I've checked my gear ththe last couple of times – including a month ago when flying into California for Sierra trip. I placed my ULA pack, Bearikade canister, sleeping bag and hiking polesin into a clear plastic bin. The pack was largely unpacked except for sleeping bag. I did not tape it up until I got to the airport and spoke with the baggage folks. Surprisingly, it didn't cost anymore than a normal suitcase on Alaska ($20).
It's the second time I've done this. It works. The trick is to have a place where you can ditch the plastic bin for the flight home. The bin really does protect everything and makes going through security a total non-issue.
As a bonus, because the bin was larger, it gets unloaded first with oversize luggage and placed in the oversize baggage area.
DirkJul 7, 2012 at 11:12 pm #1892974
I plan on checking my BV450 along with my pack, poles, stove, etc.
From my experience with checked bags, TSA tends not to open things that seem to be too complicated to re-pack. They have generally left my bike boxes or backpacks alone, not that there is anything in them suspicous or prohibited to show up on the X-Ray, but I think they may not want the hassle.
OTOH, I did lose a ziploc bag containing my "girlie-undies" to a TSA inspection!

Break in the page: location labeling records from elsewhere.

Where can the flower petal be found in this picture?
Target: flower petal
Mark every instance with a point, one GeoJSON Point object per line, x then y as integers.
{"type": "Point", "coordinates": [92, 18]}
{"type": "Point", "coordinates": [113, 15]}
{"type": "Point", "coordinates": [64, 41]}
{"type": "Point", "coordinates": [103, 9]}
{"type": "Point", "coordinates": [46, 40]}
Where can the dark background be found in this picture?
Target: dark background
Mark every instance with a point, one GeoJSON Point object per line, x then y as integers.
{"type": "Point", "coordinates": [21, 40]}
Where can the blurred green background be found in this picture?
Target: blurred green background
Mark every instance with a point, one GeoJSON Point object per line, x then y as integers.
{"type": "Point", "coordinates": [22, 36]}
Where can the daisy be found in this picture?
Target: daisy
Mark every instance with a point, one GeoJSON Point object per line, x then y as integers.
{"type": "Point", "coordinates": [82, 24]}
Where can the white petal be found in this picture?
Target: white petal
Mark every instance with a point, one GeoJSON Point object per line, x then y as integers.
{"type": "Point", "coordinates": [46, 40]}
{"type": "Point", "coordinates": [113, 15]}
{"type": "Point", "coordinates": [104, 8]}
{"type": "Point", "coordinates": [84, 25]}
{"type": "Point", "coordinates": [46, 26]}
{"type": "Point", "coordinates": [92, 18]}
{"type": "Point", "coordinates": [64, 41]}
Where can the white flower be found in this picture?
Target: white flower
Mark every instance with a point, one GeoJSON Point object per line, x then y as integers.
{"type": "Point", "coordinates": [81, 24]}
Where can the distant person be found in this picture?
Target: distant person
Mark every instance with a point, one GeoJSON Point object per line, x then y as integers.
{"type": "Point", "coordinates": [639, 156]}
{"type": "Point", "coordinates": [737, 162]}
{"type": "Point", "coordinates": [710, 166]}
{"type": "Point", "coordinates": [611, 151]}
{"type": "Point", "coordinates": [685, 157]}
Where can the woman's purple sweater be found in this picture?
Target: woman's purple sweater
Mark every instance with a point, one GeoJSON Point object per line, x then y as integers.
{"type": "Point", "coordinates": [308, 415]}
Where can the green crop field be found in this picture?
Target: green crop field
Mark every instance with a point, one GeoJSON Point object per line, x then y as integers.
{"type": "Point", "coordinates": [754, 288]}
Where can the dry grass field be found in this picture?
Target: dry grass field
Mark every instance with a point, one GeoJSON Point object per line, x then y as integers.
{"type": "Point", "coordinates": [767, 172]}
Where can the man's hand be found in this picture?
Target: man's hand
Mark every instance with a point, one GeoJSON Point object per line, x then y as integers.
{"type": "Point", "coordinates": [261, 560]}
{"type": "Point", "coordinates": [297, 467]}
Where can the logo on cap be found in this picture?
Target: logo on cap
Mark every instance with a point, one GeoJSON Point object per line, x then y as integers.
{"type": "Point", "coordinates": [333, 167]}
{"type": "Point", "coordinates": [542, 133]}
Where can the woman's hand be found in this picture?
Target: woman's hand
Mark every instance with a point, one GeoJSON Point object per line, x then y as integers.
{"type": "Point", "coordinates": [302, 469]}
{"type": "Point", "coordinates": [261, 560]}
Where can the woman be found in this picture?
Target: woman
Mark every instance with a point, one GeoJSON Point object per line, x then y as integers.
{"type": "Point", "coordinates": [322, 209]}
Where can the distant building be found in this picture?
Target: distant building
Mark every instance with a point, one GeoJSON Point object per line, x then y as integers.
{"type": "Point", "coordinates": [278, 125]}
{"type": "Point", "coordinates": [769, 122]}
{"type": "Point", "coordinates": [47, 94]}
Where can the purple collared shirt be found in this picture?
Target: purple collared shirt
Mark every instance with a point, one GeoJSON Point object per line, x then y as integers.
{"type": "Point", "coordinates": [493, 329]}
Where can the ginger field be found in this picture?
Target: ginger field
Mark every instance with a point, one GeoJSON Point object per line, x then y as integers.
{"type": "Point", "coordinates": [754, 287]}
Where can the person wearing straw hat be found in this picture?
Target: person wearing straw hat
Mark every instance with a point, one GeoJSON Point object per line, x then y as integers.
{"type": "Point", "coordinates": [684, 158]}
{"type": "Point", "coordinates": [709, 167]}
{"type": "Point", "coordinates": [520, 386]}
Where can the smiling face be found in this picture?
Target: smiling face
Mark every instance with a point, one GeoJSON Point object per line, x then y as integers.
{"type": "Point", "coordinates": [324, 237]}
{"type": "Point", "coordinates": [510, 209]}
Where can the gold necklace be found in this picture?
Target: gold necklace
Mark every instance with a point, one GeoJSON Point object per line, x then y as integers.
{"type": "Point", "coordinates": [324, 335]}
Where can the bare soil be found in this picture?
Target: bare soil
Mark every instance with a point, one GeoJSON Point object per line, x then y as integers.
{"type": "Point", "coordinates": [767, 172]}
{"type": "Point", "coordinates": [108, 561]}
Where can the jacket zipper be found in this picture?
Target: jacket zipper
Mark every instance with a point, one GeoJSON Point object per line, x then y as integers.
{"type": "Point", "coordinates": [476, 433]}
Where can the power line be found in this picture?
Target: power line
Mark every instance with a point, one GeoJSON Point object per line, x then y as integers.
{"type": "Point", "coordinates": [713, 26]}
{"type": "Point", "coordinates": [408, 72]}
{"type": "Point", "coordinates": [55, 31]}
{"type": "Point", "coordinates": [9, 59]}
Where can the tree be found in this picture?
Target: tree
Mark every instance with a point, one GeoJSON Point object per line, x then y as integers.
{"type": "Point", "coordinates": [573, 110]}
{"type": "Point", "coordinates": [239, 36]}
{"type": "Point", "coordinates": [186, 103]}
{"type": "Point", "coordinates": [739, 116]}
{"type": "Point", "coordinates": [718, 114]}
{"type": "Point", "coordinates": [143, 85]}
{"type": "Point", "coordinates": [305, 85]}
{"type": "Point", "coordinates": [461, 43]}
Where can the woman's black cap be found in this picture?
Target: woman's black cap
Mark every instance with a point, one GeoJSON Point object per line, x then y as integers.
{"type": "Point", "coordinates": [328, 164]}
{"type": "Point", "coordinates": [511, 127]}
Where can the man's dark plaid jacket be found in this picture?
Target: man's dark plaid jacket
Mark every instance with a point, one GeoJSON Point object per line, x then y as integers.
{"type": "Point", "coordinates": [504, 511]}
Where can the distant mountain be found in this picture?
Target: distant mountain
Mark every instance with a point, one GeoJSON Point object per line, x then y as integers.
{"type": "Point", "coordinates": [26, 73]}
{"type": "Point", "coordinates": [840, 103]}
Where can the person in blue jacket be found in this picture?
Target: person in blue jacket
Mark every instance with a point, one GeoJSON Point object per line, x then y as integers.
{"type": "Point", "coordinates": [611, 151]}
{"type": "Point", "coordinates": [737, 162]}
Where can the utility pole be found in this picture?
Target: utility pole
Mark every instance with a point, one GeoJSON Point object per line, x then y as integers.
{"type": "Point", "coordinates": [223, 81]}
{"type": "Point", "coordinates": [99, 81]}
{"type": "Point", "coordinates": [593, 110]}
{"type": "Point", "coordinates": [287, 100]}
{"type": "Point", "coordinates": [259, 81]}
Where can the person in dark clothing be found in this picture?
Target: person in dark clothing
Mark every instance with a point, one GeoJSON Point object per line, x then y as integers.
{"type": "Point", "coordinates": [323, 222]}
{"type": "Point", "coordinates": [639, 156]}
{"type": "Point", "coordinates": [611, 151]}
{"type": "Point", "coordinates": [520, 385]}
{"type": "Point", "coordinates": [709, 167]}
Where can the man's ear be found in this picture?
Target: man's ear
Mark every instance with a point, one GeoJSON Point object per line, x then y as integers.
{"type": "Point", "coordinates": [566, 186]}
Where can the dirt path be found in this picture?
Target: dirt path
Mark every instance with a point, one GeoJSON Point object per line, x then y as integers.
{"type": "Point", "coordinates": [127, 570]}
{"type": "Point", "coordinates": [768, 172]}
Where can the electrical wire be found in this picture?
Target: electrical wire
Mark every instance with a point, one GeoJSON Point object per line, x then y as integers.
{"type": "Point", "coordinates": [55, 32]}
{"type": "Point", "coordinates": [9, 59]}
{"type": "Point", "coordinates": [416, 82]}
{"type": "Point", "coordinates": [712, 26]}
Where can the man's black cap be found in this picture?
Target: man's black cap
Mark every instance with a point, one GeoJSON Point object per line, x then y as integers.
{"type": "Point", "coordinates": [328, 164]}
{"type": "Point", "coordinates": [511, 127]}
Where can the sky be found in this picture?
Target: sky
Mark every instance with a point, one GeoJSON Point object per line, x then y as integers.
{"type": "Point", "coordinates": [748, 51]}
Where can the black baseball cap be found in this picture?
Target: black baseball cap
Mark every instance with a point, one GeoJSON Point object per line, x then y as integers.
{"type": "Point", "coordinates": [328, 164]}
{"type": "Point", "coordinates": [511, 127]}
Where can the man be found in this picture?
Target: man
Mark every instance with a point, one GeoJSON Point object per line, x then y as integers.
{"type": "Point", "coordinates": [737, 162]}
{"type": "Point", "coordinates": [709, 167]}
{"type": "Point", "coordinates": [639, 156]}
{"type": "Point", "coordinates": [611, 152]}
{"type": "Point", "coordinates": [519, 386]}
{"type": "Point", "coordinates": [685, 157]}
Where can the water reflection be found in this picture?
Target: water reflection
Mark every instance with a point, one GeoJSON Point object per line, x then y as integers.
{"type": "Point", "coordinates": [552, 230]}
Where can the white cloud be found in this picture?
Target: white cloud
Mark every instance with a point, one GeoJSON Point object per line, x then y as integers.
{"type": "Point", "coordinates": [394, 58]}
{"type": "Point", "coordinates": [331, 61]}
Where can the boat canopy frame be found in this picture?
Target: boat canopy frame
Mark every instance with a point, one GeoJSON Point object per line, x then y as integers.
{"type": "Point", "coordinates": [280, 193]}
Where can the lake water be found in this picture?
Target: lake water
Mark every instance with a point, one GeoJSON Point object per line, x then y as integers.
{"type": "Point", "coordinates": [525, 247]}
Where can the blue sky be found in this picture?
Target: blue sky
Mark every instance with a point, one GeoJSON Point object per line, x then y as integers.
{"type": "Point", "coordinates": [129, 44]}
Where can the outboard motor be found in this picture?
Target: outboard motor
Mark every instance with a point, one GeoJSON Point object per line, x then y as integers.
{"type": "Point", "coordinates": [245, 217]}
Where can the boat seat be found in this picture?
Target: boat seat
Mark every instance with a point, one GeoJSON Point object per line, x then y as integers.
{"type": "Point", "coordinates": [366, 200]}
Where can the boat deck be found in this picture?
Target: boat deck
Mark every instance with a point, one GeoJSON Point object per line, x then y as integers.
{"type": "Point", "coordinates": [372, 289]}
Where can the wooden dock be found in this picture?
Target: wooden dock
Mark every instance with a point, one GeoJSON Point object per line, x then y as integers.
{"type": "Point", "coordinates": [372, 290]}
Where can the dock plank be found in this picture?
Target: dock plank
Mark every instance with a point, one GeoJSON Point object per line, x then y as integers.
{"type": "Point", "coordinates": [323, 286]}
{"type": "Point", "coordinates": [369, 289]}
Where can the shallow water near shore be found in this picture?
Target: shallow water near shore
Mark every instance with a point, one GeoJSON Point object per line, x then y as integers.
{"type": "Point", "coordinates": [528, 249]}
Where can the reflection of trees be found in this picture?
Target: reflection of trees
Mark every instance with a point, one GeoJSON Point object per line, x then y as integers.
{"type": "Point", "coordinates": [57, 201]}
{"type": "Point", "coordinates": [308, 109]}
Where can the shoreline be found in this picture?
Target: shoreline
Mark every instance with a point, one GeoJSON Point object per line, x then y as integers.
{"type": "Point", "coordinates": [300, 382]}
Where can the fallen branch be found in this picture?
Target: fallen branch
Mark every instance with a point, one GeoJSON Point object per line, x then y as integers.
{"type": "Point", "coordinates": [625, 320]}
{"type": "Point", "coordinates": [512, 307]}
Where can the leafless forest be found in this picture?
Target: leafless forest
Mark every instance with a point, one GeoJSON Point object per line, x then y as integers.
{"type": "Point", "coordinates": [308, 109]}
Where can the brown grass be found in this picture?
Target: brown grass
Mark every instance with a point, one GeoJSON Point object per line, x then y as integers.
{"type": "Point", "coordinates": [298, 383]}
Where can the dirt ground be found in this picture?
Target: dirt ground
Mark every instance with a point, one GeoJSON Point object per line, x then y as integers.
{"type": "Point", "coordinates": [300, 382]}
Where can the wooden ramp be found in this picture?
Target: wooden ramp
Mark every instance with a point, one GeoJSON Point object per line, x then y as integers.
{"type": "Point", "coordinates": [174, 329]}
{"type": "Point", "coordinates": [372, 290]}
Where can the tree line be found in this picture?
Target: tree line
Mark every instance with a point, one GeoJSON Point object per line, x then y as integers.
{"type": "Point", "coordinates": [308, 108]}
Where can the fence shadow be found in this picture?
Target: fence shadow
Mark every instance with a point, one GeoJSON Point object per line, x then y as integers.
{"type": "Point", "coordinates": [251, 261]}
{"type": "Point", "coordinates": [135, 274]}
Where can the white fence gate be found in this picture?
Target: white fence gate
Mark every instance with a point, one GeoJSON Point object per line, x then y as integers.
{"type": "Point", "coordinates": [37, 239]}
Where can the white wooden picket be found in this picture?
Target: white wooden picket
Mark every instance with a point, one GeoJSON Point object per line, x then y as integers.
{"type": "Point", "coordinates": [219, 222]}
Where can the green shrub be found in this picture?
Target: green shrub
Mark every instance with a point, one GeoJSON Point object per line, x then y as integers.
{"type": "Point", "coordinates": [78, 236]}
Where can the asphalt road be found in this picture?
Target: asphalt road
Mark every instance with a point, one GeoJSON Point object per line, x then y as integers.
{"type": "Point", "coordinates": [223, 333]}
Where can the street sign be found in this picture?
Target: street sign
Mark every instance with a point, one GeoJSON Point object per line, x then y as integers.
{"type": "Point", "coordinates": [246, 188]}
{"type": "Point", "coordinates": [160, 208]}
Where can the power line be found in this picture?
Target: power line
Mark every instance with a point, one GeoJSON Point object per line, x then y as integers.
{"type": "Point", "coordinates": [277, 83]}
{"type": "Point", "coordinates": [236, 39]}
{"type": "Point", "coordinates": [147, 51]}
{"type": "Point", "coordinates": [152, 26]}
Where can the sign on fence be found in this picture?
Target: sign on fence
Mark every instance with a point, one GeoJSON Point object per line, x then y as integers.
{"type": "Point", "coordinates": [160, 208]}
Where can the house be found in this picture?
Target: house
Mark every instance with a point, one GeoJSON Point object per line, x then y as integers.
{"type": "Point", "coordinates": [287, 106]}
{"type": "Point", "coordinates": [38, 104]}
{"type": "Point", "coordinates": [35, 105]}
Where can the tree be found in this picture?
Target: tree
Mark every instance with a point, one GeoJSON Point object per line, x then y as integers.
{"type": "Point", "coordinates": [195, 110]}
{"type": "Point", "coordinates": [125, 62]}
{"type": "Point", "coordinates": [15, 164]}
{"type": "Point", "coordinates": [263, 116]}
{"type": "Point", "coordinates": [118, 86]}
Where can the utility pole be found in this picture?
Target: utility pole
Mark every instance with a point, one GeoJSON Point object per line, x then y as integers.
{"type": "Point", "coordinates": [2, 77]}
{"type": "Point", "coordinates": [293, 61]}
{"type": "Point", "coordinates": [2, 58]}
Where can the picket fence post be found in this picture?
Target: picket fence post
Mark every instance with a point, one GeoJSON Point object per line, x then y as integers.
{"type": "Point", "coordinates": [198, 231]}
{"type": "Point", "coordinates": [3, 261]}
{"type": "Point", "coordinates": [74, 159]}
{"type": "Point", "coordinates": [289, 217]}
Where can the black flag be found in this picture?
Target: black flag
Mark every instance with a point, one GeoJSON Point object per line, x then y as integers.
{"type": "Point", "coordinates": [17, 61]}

A few years back I went to New Zealand and when I got my duffle bag, inside I found the nice note notifying me of the TSA inspection. Subsequently, I discovered my undies missing when I unpacked at my motel room. I was hoping that I had inadvertantly left them at home and that they simply failed to make it into my bag to begin with. No such luck. When I returned home, no bag! Apparently, they were snatched by TSA. Oh, the humanity!!
Somewhere out there is a randy TSA agent dancing around with my unmentionables on his head. If you see him, please tell him he's welcome to keep them.
Moral of the story, don't have backpacking equipment that looks like underwear, and you'll be fine.Jul 9, 2012 at 9:06 am #1893334
@thenerbLocale: Southern New Hampshire
Thanks everyone for confirming my suspicions/fears.
Bag is all packed and will be checked. I'll do the whole, "wrap my pack up in a couple garbage bags" thing and check it.
Just hope the bag doesn't get delayed/lost/damaged. I always hate checking bags. I've lost some in the past, and in this situation that would be a trip ender before it even got started.
Wish me luck. Leave for the Sierras on Thursday. Completely psyched and can't wait.